USDA Outlook Forum Projects Lower Rice Plantings, Higher PLC Payments in 2017

Feb 24, 2017
No surprise here
ARLINGTON, VA – The U.S. Department of Agriculture (USDA) kicked off their two-day annual Agricultural Outlook Forum here yesterday with highlights from industry experts and keynotes from House Ag Committee Chairman Mike Conaway (R-TX) and Iowa’s Governor, Terry Branstad.

One of the largest draws of the Forum are the economic projections for the U.S. agriculture industry provided by USDA’s Chief Economist Robert Johansson.

Johansson shared that soybean acreage is expected to grow by about 5 million acres this year while corn drops about 4 million acres.  Prices are sharply favorable to soybeans right now, likely causing the shift in production.  Wheat production is expected to drop by 8.3 percent and cotton is expected to grow by 14.2 percent.  Rice projections by USDA take one of the most significant cuts at 17.4 percent, down to 2.6 million acres.

The overall farm economy is expected to stay rather stagnant, the debt-to-asset ratio for farmers is projected to average 13.9 percent.  This ratio hit its historic high at 22.2 percent in 1985, “To reach that point today would still take a dramatic increase in debt payments or a loss in farmland value of more than 50 percent,” Johansson said.

There was some lightness in Johansson’s remarks.  “Farm programs are working as designed.
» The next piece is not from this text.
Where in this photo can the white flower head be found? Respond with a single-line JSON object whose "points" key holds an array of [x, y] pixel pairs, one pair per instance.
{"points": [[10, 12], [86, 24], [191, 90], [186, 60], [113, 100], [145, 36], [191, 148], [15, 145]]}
Given the rapid decline in agricultural sector profitability since 2013, we have seen farm programs providing a safety net to many producers.  Those programs have helped farmers adjust to lower commodity prices,” he said.  “PLC payments have totaled $1.9 billion for crop year 2015, with the largest shares going to rice, peanuts, and wheat base.”

“We’re obviously not in a good place with regard to low rice prices and the corresponding lower plantings as projected by USDA,” said USA Rice Vice President of Government Affairs Ben Mosely.  “But overall, PLC has been working well for long grain rice growers and USDA agrees.”

The U.S. Congressional Budget Office projections anticipate PLC’s 2016 crop year payments, to be made in November, to total $3.5 billion.